Some facts:  Local support of Marion City Schools is at one fourth or less of the schools’ total budget.  In other districts in the county, it ranges between thirty-five and fifty percent.  Among peer districts around the state, local support averages 45.5 percent.  Had Marion’s local support been 30 percent or higher, instead of 25 percent, the schools would be above water at least through 2010.  It’s not that cuts haven’t been made.  Over 140 staff positions have been cut in the last four years.  A third of administrators are gone.  Marion spends $1,120 less per student than the state average.

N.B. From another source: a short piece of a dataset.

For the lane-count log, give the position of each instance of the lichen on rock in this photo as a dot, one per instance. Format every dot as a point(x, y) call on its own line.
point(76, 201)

Teacher salaries are 4.6 percent below the state average.  The cost of administration is 25 percent below the state average.  We have fewer employees in most every category than similar districts.  Over $19 million in cuts have been made in the last four years.  To say there haven’t been substantial reductions is to ignore the facts.

 

So why not let the state take over and bail us out?  Because there is no pot of gold at the end of that rainbow.  If the City Schools fall into fiscal emergency, Phil Binkley, a consultant for the Ohio Department of Education could very well chair the commission mandated to oversee board decisions.  He’s done it in six other districts.  He told the crowd at the latest information meeting that if the state advances the schools some money, it will simply be deducted from the next year’s state support.  No free ride.  No magic bailout.  “Communities are the ones who determine what their district looks like,” he said unequivocally.  “The way you do that is at the ballot box.  If sports are not important, if class size is not important, if bussing, or advanced courses, or extra curriculars are not important, that’s your prerogative,” said Binkley.  “The ultimate decision rests with you.”